By Zac B. Sarian
We were a struggling freelance writer in the early 1960s when we interviewed the late Dr. Valeriano C. Calma of UP Los Baños for an article that was published in the Philippines Free Press.
In that article we featured how he developed a 4-hectare cogonal brushland that he bought with a borrowed PhP 500 in 1932. The year before, he had just returned from California, where he pursued graduate studies in agriculture as a working student who picked fruits in private plantations.
By the time we interviewed him, his orchard was really enviable, with his fruit trees in peak production. In fact, because of his beautiful farm, the Business Writers Association of the Philippines (BWAP) honored him as Farmer of the Year in 1963. At about the same time, he received a Presidential Commendation and the Distinguished Scientist of the Year Award.
How did he transform his cogonal property into a productive orchard? First, he had to build up the soil and prevent erosion so that a good crop of fruit trees would grow. For a start, he planted ipil-ipil, bananas, and pineapple. It was only after these crops were fully established that he planted his main crops of fruit trees.

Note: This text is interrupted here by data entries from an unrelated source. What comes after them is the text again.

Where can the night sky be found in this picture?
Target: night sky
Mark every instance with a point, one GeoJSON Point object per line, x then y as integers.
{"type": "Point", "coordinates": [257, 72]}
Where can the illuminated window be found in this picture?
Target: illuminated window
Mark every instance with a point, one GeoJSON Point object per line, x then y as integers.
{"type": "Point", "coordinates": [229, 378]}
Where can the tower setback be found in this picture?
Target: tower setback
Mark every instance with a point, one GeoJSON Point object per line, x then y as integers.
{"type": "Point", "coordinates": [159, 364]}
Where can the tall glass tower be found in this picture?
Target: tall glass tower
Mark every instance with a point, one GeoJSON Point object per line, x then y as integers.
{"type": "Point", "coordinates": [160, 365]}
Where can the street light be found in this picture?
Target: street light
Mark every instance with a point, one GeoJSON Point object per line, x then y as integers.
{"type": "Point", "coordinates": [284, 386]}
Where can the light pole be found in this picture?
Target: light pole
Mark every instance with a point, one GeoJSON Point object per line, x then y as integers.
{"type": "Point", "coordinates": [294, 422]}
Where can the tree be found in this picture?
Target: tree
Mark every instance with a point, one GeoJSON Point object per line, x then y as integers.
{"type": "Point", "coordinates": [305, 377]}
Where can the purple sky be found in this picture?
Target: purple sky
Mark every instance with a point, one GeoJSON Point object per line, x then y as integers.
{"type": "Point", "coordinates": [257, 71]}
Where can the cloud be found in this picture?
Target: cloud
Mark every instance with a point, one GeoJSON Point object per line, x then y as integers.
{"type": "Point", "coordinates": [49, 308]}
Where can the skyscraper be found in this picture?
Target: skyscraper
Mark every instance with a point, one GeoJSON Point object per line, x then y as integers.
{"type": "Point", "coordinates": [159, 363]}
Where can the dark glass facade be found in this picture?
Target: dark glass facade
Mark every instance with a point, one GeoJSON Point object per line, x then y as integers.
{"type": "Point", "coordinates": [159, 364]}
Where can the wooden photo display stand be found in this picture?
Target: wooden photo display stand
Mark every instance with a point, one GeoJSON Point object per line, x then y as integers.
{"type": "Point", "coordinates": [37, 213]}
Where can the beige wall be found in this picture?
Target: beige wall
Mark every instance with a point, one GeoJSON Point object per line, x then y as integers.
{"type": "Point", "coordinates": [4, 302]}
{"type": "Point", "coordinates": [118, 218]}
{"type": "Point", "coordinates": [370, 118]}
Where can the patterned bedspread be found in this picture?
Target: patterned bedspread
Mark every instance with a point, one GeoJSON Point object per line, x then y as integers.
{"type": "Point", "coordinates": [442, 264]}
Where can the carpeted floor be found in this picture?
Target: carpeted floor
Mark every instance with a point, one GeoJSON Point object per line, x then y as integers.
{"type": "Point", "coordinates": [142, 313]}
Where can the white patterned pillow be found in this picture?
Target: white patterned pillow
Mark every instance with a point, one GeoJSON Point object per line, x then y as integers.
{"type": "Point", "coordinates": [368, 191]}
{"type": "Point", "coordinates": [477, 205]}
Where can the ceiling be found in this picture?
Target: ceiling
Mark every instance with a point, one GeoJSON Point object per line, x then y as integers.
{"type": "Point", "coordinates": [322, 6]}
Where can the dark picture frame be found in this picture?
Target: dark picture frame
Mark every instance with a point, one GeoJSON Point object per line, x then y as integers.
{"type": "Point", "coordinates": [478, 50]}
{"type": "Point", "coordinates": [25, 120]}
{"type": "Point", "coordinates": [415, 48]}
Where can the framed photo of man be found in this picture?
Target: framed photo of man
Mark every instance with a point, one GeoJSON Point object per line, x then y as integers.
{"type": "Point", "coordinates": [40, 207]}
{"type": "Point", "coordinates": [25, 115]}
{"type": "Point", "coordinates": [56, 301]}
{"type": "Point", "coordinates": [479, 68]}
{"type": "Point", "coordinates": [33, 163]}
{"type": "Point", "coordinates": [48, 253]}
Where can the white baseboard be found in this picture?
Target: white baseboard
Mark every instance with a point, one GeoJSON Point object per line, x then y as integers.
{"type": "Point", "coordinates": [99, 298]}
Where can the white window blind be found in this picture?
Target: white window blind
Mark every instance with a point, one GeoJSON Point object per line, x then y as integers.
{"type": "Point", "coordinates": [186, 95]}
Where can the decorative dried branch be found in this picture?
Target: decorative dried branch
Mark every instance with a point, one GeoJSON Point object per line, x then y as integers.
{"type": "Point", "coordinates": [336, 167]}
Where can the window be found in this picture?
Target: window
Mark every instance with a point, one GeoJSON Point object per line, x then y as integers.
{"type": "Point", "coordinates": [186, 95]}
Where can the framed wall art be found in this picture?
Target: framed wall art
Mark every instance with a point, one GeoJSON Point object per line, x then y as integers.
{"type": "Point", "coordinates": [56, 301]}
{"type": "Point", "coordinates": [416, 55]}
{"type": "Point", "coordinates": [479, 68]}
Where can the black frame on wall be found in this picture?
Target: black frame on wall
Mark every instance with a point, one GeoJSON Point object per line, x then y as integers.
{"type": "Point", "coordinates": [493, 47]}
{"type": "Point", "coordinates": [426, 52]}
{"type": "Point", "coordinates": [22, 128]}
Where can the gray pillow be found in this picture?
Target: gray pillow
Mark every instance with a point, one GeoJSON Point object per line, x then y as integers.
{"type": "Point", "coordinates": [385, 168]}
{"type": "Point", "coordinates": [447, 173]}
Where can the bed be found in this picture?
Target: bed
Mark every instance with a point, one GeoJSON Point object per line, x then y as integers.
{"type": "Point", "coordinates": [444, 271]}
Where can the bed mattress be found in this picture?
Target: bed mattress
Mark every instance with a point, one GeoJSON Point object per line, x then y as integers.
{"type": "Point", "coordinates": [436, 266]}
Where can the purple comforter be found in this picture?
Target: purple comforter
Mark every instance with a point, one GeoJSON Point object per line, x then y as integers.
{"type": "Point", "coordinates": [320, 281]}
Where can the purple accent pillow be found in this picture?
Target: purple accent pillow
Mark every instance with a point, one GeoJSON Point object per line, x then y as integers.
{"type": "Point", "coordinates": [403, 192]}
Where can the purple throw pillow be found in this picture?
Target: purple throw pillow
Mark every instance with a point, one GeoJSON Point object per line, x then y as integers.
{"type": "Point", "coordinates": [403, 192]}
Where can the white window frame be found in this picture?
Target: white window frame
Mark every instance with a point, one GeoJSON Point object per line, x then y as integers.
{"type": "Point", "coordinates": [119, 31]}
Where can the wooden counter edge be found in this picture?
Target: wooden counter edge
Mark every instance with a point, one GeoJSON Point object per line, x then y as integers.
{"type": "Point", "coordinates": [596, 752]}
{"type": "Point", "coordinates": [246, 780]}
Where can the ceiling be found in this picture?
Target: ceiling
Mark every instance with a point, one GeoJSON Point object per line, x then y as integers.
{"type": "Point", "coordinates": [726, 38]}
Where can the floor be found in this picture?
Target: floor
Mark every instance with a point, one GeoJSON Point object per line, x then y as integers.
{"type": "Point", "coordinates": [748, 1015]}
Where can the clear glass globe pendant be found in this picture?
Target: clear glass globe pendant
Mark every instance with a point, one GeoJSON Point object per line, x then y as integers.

Dr. Calma explained that, being a legume, the ipil-ipil was an excellent soil enricher that at the same time prevented erosion. The leaves are also a nutritious forage for livestock. On the other hand, the bananas, whose trunks held a lot of water, conserved soil moisture so that the intercropped fruit trees did not suffer so much from drought. The bananas and pineapple gave him his first income.
Growing in Harmony
Dr. Calma planted different kinds of fruit trees, including lanzones, cacao, coffee, chico, citrus, coconut, mango, caimito, and avocado. He explained that fruit trees have different requirements. Some need partial shade while others require full sun. Lanzones, cacao, and coffee, for instance, need shade. On the other hand, avocado, caimito, coconut, and others need full sun. So the avocados and the coconut trees provided the shade for the lanzones, cacao, and coffee. Even if they were very close to each other, they were growing in constant harmony. The system also provided Dr. Calma something to harvest the whole year round.
This appeared in Agriculture Monthly’s March 2018 issue.